Saturday, October 19: My friend Marcelo and I go out to the Gotham Comedy Club with some of his friends, where I am introduced to a friend of a friend, Eric, who works for PR Week. Eric is quite sympathetic, and, after the show, as we all sit in a transvestite bar somewhere in the 20's, he tells me large publishing firms take forever to respond to resumés. He swears on his drink that once he heard from a company an entire year later..

Thursday, October 24: Nick finally calls. I am not around, so my poor voicemail service receives the heartbreaking news. He says that he hates this part of his job, that he's really sorry, and to call if I have any questions. My mother prods me to ask him why, for future reference. I feel like I've just been dumped.

Thursday, October 31: After Nick fails to email me back, I get him on the phone. He hems and haws and finally says that they decided to go with someone with more experience—he actually, in mid-sentence, switches from "we" to "they." I am shocked by this answer because, after all, this is an internship, the place, correct me if I'm wrong, for people with no experience. Which is just what I say. I realize now that there is a small group of people out there somewhere who float from internship to internship, stealing all the experience.

Friday, November 1: My friends try to console me by saying that if I had gotten the job, then there would be someone else out there just as heartbroken, still searching. I nod my head agreeably, miserably, secretly thinking how much happier I would be feeling sorry for that someone else. I would feel sorry for them all day long, and then go start my fabulous internship.

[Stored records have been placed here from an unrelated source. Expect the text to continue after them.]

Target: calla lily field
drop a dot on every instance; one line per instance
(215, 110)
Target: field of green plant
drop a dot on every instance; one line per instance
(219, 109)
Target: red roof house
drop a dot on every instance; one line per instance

Monday, November 4: I'm stuck in the age-old quandary, how to get experience when no one will give you a job without experience. I contemplate going back to school for a semester just to qualify for one of those student internships. Who cares if I'm 26?

Wednesday, November 6: Random House? Hello? I did the test, don't I even get a letter?

Friday, November 8: Diane from Atrium Staffing calls to inform me that Sally is no longer employed there, and I am eligible for a new counselor. I, of course, am not surprised. Sally was nice, but if I'd been depending on her for a steady paycheck, I would've been feasting on stray rat-poison pellets by now. But hey, if anyone out there's looking for a job in human resources, I know where there's an opening.

Monday, November 11: I admit, with the myriad O assurances coupled with my own fantasies, I had slacked off the resume sending and now I have nothing out there, besides, perhaps, the Fodor's possibility. So I gather my courage and begin surfing the Internet job sites.

Wednesday, November 13: The job search officially re-begins. I send out another ten resumes, this time to fine Manhattan companies such as Travel and Leisure and Hearst Magazine Corporation. It actually reminds me of a joke, and it's a good thing I haven't lost my humor along with my dignity, really. It goes like this: There are two guys in a rowboat, Pete and Repeat. Pete fell out. Who was left?

Friday, November 15: Repeat.

The author of this week's rant can be contacted by sending email to ringo@mediabistro.com, with the subject heading "bitchbox".

 

A SECOND RANT (from a different author) CONTRIBUTED TODAY FOR YOUR BITCH BOX ENJOYMENT::

Dear Mr. So-and-Fuck,

I’m writing to apply for the job of piss piss. I like horses and couch chair fabric spin, while hoo haw on the cablevision. You’ll see from my resume that the cat slip phone cup, and I’m extremely confident that my CD collection makes incense burn smells for me to contribute to your greenish fish tank.

Floor pie with a rope makes for empty shoes, you know.

Please contact the ball-cap crosswise, so we can leash together a picture frame. I’m confident that your 29 pokey hook watches experience poems with good magnets. Rain cards?

Thanks in advance for paper bags with Spanish walls. I want to grow bright lights with no-lick mold. Scratching dogs and forward soon to friends of nice.

Sincerely, XXX

(who knows he is plenty qualified for a job at _______ but no longer believes outlining his credentials in a clear, polite, enthusiastic cover letter makes a lick of difference in the application process.)